Just today, I stretch my finger out along the millet spray so my finger tip was near the end and angel alternated eating and nibbling on my finger.

She has been gentle so far, no excessive pinching or biting. She seems really curious about my hands but is also afraid. Can't blame her as I did have to catch her, twice to move cages in the last few days.


----------



## Obsidian (Jun 12, 2019)

Grass seeds tempt her too









Brave enough to take a step but she was also biting the bejeezus out of me. So much for being gentle, lol


----------



## Sim (Apr 22, 2019)

I'm so happy she has started to trust you. :001_smile: 

Perhaps you could open a thread about Angel in the "Training Journals" sub-forum where you could give us updates on your progress with her.

I'm sure Angel has the potential to form a very close bond with you. Keep it up!
And I wouldn't worry too much about the biting, as long as it doesn't become a bad habit. For example, my old budgie Sid usually jumps on my finger because he expects to get a treat, but if I don't give him a treat or if he decides to stay on my finger after eating the treat, he starts biting me and really hurts. 
Don't let her become like Sid, it would be really hard to change her behavior in that case.
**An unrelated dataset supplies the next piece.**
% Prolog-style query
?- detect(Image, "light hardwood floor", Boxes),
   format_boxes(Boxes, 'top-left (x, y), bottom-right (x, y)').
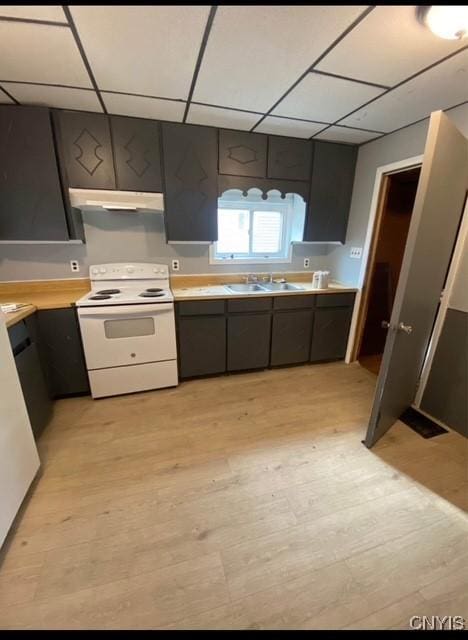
top-left (0, 362), bottom-right (466, 630)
I hope I helped you. Angel is very beautiful by the way. :001_wub:


----------



## RavensGryf (May 8, 2015)

Angel is beautiful! You’re doing a great job with her .
She can also benefit from natural branch perches instead of the dowels. They not only look nicer, but promote foot health. Thanks for the update!


----------



## Obsidian (Jun 12, 2019)

She does have nice natural perches too that she uses more but I do plan on replacing the dowels as soon as I can get to a maple tree.


----------



## Hunterkat (Mar 29, 2017)

My female also likes to treat my fingers as her own personal chew toy  Just make sure that if she starts biting hard to gently dissuade her- give her something else to chew on, like a toy.


----------